Is it better if we call a snapshot a branch point?
I believe the complaint about ZFS and RAM is that the caching cannot be considered optional. Performance is substantially worse than other filesystems with more modestly sized caches, so the memory isn't really available to applications.
You can run ZFS with megabytes of ram, it's just slow, so it is pick 2. That being said, ZFS metadata is much bigger than it needs to be (most infamously dedupe has this issue).
Right, but to then compare the memory use of ZFS with dedupe turned on against another fs without that feature would be disingenuous since dedupe is optional in ZFS. That was the whole point of my original comment.
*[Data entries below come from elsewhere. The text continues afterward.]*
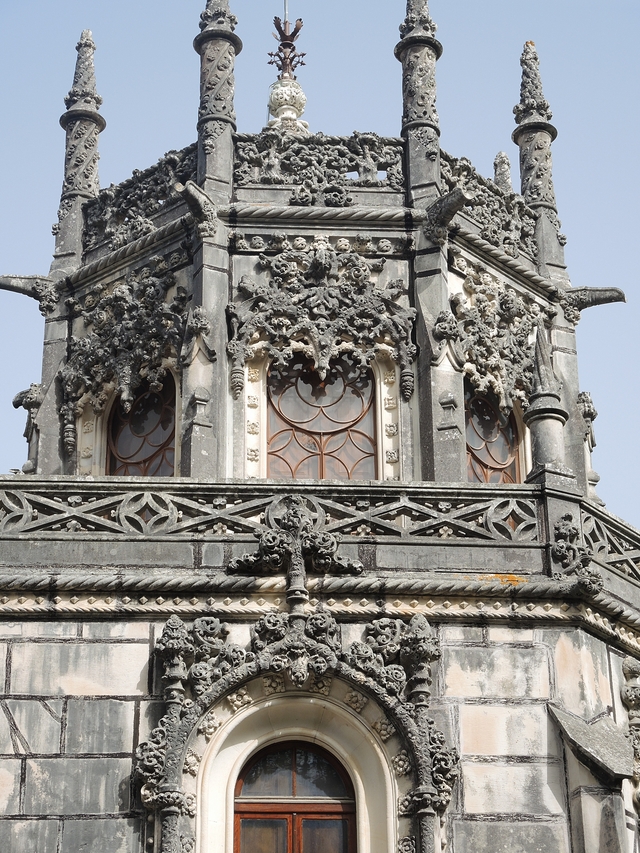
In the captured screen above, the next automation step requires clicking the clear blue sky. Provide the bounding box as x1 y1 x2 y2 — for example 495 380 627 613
0 0 640 526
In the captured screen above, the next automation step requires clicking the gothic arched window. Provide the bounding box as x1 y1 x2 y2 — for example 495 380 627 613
267 354 376 480
106 373 176 477
234 742 356 853
464 382 520 485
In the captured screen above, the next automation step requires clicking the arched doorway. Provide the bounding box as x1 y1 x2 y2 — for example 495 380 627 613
234 741 356 853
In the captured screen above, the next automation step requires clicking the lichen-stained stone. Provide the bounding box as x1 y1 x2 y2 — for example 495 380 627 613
442 646 549 699
66 699 135 754
456 762 565 816
24 758 131 815
460 705 560 756
453 820 569 853
0 820 58 853
543 629 613 720
0 758 22 815
11 643 149 696
61 819 144 853
6 699 62 754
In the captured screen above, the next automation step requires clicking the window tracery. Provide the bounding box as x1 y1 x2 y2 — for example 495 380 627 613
464 382 521 485
106 374 176 477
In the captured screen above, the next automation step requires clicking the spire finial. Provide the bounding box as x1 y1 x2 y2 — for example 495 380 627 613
400 0 438 38
269 0 309 134
513 41 553 124
64 30 102 112
200 0 239 33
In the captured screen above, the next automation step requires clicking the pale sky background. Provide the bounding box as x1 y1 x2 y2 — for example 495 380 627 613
0 0 640 527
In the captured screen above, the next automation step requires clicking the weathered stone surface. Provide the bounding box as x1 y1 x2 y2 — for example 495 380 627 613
60 819 144 853
6 699 62 755
11 643 149 696
82 619 149 640
442 646 549 699
544 630 613 720
24 758 131 815
453 820 569 853
462 762 565 816
549 705 633 780
0 758 21 815
67 699 135 753
460 705 559 756
0 820 58 853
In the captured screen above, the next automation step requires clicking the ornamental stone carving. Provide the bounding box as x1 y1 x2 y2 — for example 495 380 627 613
234 129 404 207
441 152 538 259
136 610 458 853
228 236 416 399
84 145 197 251
58 252 195 454
448 254 554 411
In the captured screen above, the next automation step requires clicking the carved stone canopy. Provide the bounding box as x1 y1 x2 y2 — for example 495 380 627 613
228 236 416 399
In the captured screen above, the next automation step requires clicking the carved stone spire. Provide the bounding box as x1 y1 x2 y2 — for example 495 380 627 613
395 0 442 202
193 0 242 176
52 30 107 272
523 321 573 480
513 41 566 278
269 18 309 134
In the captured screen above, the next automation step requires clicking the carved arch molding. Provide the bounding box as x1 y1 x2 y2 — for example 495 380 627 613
136 608 458 853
deduplication doesn't have necessarily to be expensive; HAMMER (the first version, not HAMMER2) has offline deduplication that is usually scheduled to run at night. This allows regular use to be quite performant and with a low memory footprint.
Of course there are tradeoffs, in particular heavy disk usage at certain hours (which can be an issue depending on the workload) and the fact that space is reclaimed only after some time that it has been wasted.
I did say that ZFS metadata in general, and dedupe especially is much bigger than it needs to be. Even live dedupe can be done much more cheaply than how ZFS does it.
I believe the complaint about ZFS and RAM is that the caching cannot be considered optional. Performance is substantially worse than other filesystems with more modestly sized caches, so the memory isn't really available to applications.